Виталий стоял в стороне и слушал, как Радим препирается с половиной деревни разом, терпеливо, как учитель с детьми, и думал, что этому человеку памятник надо ставить, а не жалованье платить.
В фентези про такое не пишут. Пишут о том, кто где стоит, у кого сколько людей. Про кур никто не пишет. А кур, оказывается, вывезти труднее, чем выиграть бой.
На восьмой день Лина собрала своих у колодца.
Виталий смотрел на это со стены и не лез. Разговор шёл негромко и недолго, и половина его была не в словах: она что-то сказала, старший из четверых мотнул подбородком в сторону северной стены, второй показал ладонью — низко, ребром, будто провёл черту по земле, — и Лина кивнула. Кошка сидела рядом и смотрела туда же, куда все.

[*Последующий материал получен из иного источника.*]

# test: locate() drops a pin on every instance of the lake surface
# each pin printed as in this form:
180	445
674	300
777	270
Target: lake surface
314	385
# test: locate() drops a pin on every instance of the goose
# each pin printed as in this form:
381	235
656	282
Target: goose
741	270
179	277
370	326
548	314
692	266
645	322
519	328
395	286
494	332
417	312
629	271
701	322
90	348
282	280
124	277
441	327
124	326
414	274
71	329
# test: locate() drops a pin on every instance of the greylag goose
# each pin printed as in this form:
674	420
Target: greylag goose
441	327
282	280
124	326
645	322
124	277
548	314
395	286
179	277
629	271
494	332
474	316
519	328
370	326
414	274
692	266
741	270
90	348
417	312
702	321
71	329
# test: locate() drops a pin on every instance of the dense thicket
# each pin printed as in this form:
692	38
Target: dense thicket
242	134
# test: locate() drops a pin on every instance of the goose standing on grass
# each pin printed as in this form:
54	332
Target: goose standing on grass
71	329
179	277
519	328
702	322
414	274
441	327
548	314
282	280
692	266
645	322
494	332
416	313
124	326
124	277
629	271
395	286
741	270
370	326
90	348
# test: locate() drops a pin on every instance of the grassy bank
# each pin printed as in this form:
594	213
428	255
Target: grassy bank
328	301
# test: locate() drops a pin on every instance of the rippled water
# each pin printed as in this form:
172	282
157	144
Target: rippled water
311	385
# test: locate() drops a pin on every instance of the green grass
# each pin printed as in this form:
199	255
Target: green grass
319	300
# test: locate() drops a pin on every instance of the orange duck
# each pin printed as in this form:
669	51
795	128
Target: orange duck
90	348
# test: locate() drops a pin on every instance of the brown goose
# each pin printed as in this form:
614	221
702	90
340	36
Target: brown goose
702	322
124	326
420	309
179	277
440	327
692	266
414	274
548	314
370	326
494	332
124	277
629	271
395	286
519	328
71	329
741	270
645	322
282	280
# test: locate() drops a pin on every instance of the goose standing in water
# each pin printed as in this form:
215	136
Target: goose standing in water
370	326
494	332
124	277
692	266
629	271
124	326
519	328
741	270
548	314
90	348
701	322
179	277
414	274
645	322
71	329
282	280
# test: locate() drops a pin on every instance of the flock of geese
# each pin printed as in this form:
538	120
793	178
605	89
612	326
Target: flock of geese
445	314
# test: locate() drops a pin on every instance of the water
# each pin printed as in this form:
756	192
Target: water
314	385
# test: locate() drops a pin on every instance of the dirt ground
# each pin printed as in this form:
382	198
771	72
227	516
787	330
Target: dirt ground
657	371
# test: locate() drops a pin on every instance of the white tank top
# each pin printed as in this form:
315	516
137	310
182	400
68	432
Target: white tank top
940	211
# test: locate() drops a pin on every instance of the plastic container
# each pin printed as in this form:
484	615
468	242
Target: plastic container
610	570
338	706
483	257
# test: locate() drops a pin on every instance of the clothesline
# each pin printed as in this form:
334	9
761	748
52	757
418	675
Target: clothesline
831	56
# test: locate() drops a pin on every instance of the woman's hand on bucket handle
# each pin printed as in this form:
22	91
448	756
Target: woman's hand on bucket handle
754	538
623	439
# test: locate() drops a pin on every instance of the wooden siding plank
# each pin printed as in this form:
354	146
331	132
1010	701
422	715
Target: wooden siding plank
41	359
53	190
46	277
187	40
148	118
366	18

Потом они разошлись, а Лина поднялась к нему сама. Впервые за все эти дни — сама.
— Мы остаёмся, — сказала она. — Все пятеро.
— Я и не гнал.
— Знаю. Но ты считал. — Лина встала рядом, положив руки на зубец, и смотрела не на болото, а вниз, во двор, где сохли рогожи над ямами. — Ты уже неделю всех считаешь, я вижу по лицу. Так вот: считай пятерых.
— Где вас ставить?
— Не на стену. — Она мотнула подбородком вниз. — На стене тесно, там от нас толку нет, а стрела в кошку идёт легче, чем в человека: кошка крупнее. Мы будем во дворе. Куда пробьют, туда и придём.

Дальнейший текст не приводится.